You’re only launching a single thread, so it’s expected that your output will be zero. If you check the @roc invocation from the workshop, it specifies groupsize=(32,32) gridsize=sz. You will similarly need to launch multiple CUDA threads and blocks.

@maleadt thank you for your suggestion! Based on other samples in the CUDA Github page, I was able to construct the following script:

using CUDA
using PyPlot
using CUDA: i32

function rotate_kernel(out, inp, angle)
    x_idx = (blockDim().x * (blockIdx().x - 1)) + threadIdx().x
    y_idx = (blockDim().y * (blockIdx().y - 1)) + threadIdx().y
    x_centidx = x_idx - (size(inp,1)÷2)
    y_centidx = y_idx - (size(inp,2)÷2)
    x_outidx = round(Int, (x_centidx*cos(angle)) + (y_centidx*-sin(angle)))
    y_outidx = round(Int, (x_centidx*sin(angle)) + (y_centidx*cos(angle)))
    x_outidx += (size(inp,1)÷2)
    y_outidx += (size(inp,2)÷2)
    if (1 <= x_outidx <= size(out,1)) &&
       (1 <= y_outidx <= size(out,2))
        out[x_outidx, y_outidx] = inp[x_idx, y_idx]
    end
    return
end

n = 300
dev = CuDevice(0)

dims = (n, n)
a = round.(rand(Float32, dims) * 100)
out = similar(a)
out .= 0

d_a = CuArray(a)
d_out = CuArray(out)
angle = deg2rad(40)
len = prod(dims)

kernel = @cuda launch=false rotate_kernel(d_out, d_a, angle)
config = launch_configuration(kernel.fun)
threads = min(len, config.threads)
blocks = cld(len, threads)

# Run rotation kernel
kernel(d_out, d_a, angle; threads=threads, blocks=blocks)

# Image original/rotated arrays
figure()
subplot(1,2,1)
imshow(Array(d_a)); axis("off")
subplot(1,2,2)
imshow(Array(d_out)); axis("off")
tight_layout()
show(); gcf()

Per your suggestion, the threads and blocks are determined from the size of my input array. The input and output arrays are shown below. I suspect the single-lined output is a result of me asking the CPU to show the output array before the GPU has completed its computations.

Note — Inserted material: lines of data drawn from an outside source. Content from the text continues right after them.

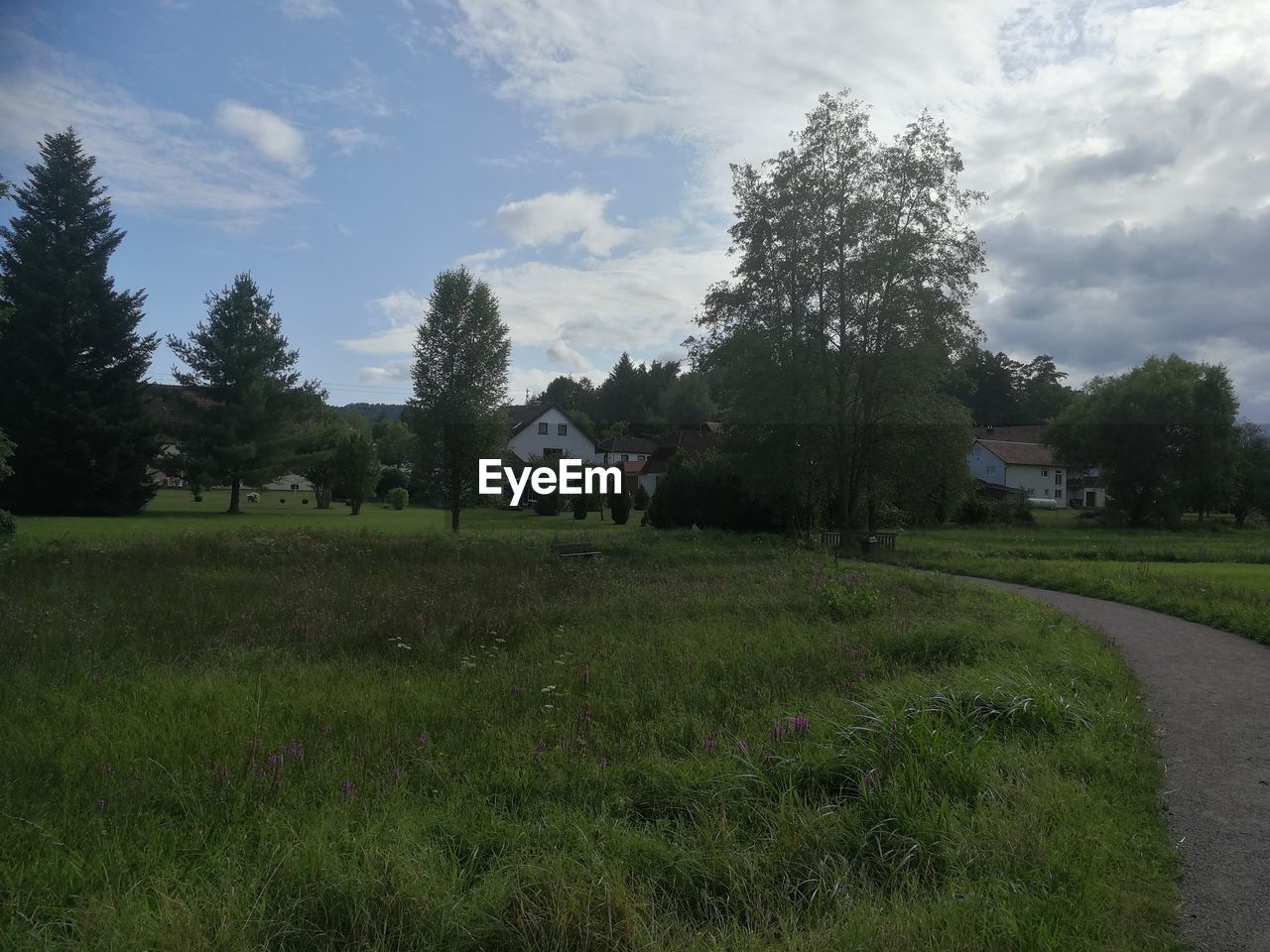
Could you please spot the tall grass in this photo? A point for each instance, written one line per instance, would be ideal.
(299, 742)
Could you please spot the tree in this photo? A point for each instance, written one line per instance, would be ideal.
(686, 402)
(72, 362)
(849, 298)
(1157, 433)
(243, 391)
(1250, 484)
(357, 467)
(460, 384)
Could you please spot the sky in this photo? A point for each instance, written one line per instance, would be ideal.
(575, 155)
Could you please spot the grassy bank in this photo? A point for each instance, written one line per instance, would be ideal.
(1215, 575)
(175, 513)
(305, 742)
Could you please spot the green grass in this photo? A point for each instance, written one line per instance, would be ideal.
(610, 762)
(1216, 575)
(175, 512)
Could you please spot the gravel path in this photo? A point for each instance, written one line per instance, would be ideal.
(1207, 693)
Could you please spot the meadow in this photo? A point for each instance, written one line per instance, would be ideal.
(307, 740)
(1210, 572)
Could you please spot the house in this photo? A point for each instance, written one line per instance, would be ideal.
(545, 429)
(1014, 458)
(689, 439)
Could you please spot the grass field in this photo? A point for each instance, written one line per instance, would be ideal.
(1216, 574)
(326, 740)
(173, 513)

Is this accurate? Currently, I’m working on a way to make sure the GPU has completed its processing before the output array is plotted by the CPU – according to the CUDA documentation, CUDA.synchronize seems to fit the bill, but I’ve yet to find a working solution.

I would really appreciate any hints or suggestions you may have, and thank you so much for all your help and insight!

This operation is implicitly synchronizing (as long as you execute it on the same task, which you seem to be doing here) so you don’t need an explicit call to synchronize(). But it doesn’t hurt, of course.

Also try using an image from the TestImages package or so, to check the results. Here you can see how it can be used with CUDA.jl, CUDA.jl 1.1 ⋅ JuliaGPU, albeit in the context of textures (which may be relevant for you as well as they make it easier and faster to interpolate between points).